We have decided to implement this functionality as a separate open-source project that will allow us to bridge the platform API to literally any device. The data flow diagram is attached, and we will describe it in detail below.
The IoT Gateway is built on top of Java, but is different from similar projects that leverage OSGi technology. The idea is distantly similar to a microservices architecture. After all, there are other programming languages (C, C++, Python, Javascript, Go, etc.) that may be more suitable for application development for target IoT devices, especially when we are talking about language APIs and existing libraries to work with serial ports, GPIOs, I2C, and new modules and sensors that are released every day.
The Gateway provides simple integration APIs and encapsulates common Thingsboard-related tasks: device provisioning, local data persistence and delivery, message converters/adapters, and more. As an application developer, you are able to choose Python, Go, C/C++, and other languages and connect to Thingsboard Gateway through external MQTT broker or OPC-UA server. Devices that support other protocols may be connected to gateway by implementing custom extensions.
Thingsboard IoT Gateway provides following features:
OPC-UA extension to collect data from devices that are connected to OPC-UA servers.
MQTT extension to collect data that is published to external MQTT brokers.
Persistence of collected data to guarantee data delivery in case of network and hardware failures.

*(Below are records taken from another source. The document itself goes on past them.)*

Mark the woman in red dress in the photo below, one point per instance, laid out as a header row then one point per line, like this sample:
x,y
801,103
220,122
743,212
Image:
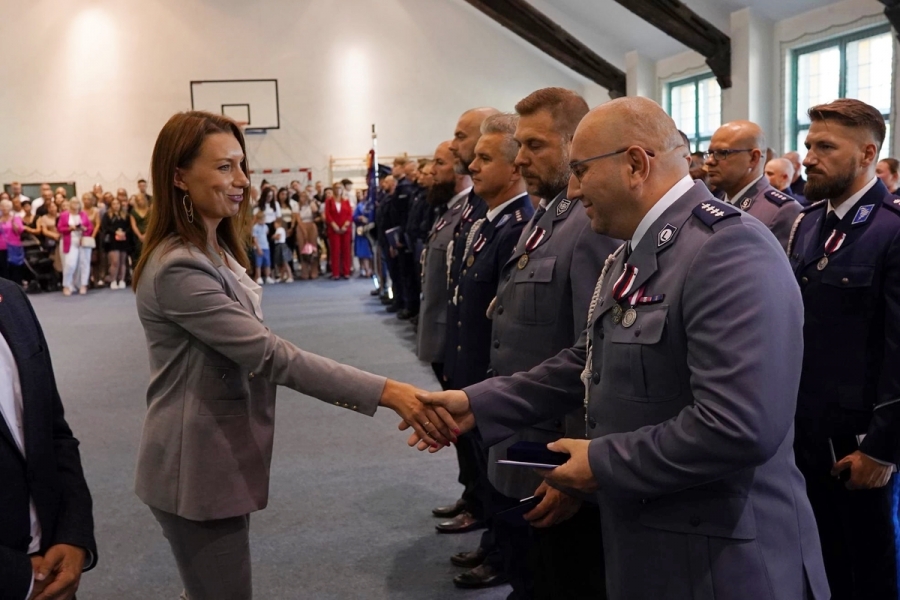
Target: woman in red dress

Automatic reconnecting to Thingsboard clusters.
Simple yet powerful mapping of incoming data and messages in a unified format.
The initial Gateway release goal is to bring Thingsboard data collection feature to OPC-UA- and MQTT-enabled devices. The Gateway project is currently in the active development stage, and you should expect major feature releases in next two months. Our next goal is to bridge all other Thingsboard features and allow you to configure and manage IoT devices through the gateway using Thingsboard widgets and dashboards.